125. On the 25th of September, the mission left Ourga.* Up to that place, the scenery and the productions were so similar to those of their own frontier, that the travellers could almost fancy themselves in Russia, but they felt that they were in a different country at the very first step beyond the Tola. They “drank a glass of fresh water out of the pure and transparent stream, and entered on the dreary, melancholy deserts of Mongolia.” The region of towns, villages, and even houses was now past, and the only mansions of man were occasionally solitary tents, like bee-hives on the waste.

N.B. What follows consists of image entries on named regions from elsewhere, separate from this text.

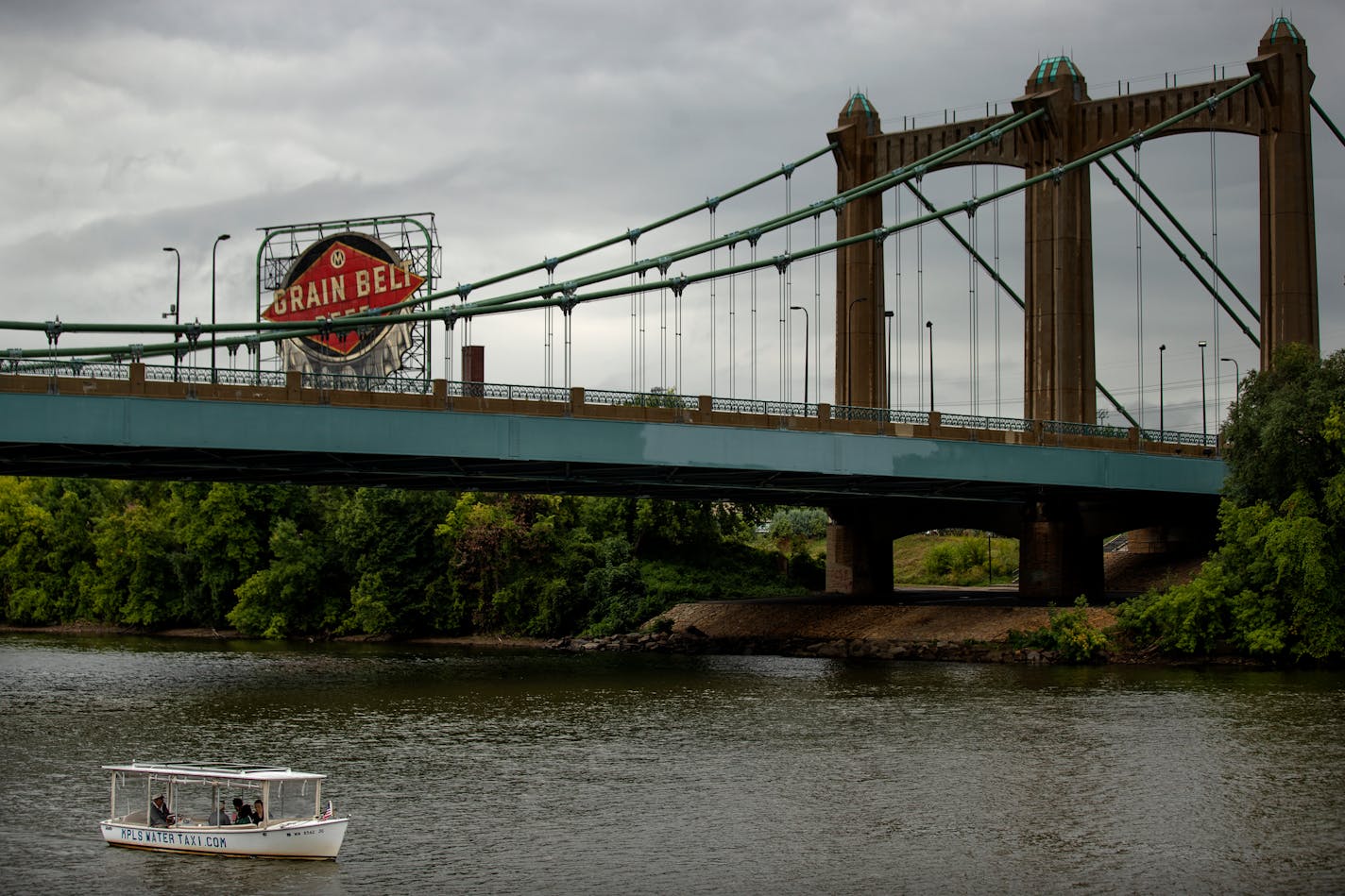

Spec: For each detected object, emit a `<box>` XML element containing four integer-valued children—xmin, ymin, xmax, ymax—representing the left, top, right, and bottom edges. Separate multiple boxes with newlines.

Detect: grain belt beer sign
<box><xmin>261</xmin><ymin>233</ymin><xmax>425</xmax><ymax>377</ymax></box>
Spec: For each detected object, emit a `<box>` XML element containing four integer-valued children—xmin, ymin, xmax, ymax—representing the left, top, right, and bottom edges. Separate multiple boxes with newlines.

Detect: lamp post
<box><xmin>790</xmin><ymin>305</ymin><xmax>809</xmax><ymax>414</ymax></box>
<box><xmin>159</xmin><ymin>246</ymin><xmax>181</xmax><ymax>382</ymax></box>
<box><xmin>844</xmin><ymin>296</ymin><xmax>869</xmax><ymax>408</ymax></box>
<box><xmin>1196</xmin><ymin>339</ymin><xmax>1209</xmax><ymax>446</ymax></box>
<box><xmin>1220</xmin><ymin>358</ymin><xmax>1243</xmax><ymax>405</ymax></box>
<box><xmin>1158</xmin><ymin>343</ymin><xmax>1167</xmax><ymax>441</ymax></box>
<box><xmin>926</xmin><ymin>320</ymin><xmax>933</xmax><ymax>414</ymax></box>
<box><xmin>210</xmin><ymin>233</ymin><xmax>229</xmax><ymax>382</ymax></box>
<box><xmin>882</xmin><ymin>311</ymin><xmax>897</xmax><ymax>411</ymax></box>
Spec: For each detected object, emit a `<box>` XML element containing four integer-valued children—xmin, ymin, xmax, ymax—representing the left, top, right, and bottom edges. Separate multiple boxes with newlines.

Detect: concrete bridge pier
<box><xmin>827</xmin><ymin>504</ymin><xmax>892</xmax><ymax>595</ymax></box>
<box><xmin>1018</xmin><ymin>498</ymin><xmax>1106</xmax><ymax>604</ymax></box>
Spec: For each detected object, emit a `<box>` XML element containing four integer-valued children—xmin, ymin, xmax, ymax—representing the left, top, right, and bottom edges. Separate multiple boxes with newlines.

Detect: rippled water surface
<box><xmin>0</xmin><ymin>636</ymin><xmax>1345</xmax><ymax>893</ymax></box>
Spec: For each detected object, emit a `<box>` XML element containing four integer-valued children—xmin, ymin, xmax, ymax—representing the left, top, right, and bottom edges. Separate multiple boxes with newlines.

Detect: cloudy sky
<box><xmin>0</xmin><ymin>0</ymin><xmax>1345</xmax><ymax>431</ymax></box>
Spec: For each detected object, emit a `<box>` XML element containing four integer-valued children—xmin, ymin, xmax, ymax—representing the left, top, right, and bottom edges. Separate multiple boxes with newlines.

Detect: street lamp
<box><xmin>1158</xmin><ymin>345</ymin><xmax>1167</xmax><ymax>441</ymax></box>
<box><xmin>1196</xmin><ymin>339</ymin><xmax>1209</xmax><ymax>446</ymax></box>
<box><xmin>1220</xmin><ymin>358</ymin><xmax>1243</xmax><ymax>405</ymax></box>
<box><xmin>882</xmin><ymin>311</ymin><xmax>897</xmax><ymax>411</ymax></box>
<box><xmin>210</xmin><ymin>233</ymin><xmax>229</xmax><ymax>382</ymax></box>
<box><xmin>844</xmin><ymin>296</ymin><xmax>869</xmax><ymax>408</ymax></box>
<box><xmin>159</xmin><ymin>246</ymin><xmax>181</xmax><ymax>382</ymax></box>
<box><xmin>790</xmin><ymin>305</ymin><xmax>809</xmax><ymax>414</ymax></box>
<box><xmin>926</xmin><ymin>320</ymin><xmax>933</xmax><ymax>414</ymax></box>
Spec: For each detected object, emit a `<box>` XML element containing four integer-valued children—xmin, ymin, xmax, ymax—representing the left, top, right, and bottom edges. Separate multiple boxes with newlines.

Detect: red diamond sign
<box><xmin>261</xmin><ymin>233</ymin><xmax>425</xmax><ymax>357</ymax></box>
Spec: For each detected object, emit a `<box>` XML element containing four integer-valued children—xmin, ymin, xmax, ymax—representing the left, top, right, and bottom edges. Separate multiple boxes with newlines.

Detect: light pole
<box><xmin>210</xmin><ymin>233</ymin><xmax>229</xmax><ymax>382</ymax></box>
<box><xmin>1158</xmin><ymin>343</ymin><xmax>1167</xmax><ymax>441</ymax></box>
<box><xmin>926</xmin><ymin>320</ymin><xmax>933</xmax><ymax>414</ymax></box>
<box><xmin>1196</xmin><ymin>339</ymin><xmax>1209</xmax><ymax>446</ymax></box>
<box><xmin>1220</xmin><ymin>358</ymin><xmax>1243</xmax><ymax>405</ymax></box>
<box><xmin>844</xmin><ymin>296</ymin><xmax>869</xmax><ymax>408</ymax></box>
<box><xmin>882</xmin><ymin>311</ymin><xmax>897</xmax><ymax>411</ymax></box>
<box><xmin>790</xmin><ymin>305</ymin><xmax>809</xmax><ymax>414</ymax></box>
<box><xmin>159</xmin><ymin>246</ymin><xmax>181</xmax><ymax>382</ymax></box>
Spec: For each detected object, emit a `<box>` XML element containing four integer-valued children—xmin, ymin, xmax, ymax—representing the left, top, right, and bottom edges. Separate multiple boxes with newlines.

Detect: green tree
<box><xmin>1117</xmin><ymin>346</ymin><xmax>1345</xmax><ymax>659</ymax></box>
<box><xmin>228</xmin><ymin>518</ymin><xmax>349</xmax><ymax>637</ymax></box>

Hills and even mountains lay in their course; more frequently they traversed boundless sterile plains, unbroken by forests and unrefreshed by rivers. The soil was not invariably sandy ; sometimes it was covered with gravel or fragments of rock, calcareous stones, white and grey marble, and huge rocks of red granite ; sometimes were scattered over the ground, in vast profusion, yellow and white feldspar, quartz, carnelians, jasper, agates, cherry coloured spar, grey, dark blue, white, veined, and sky blue chalcedonies, glittering in the sun with their varied hues like a brilliant
* Stations have been established from Ourga to China for the accommodation of the Russians.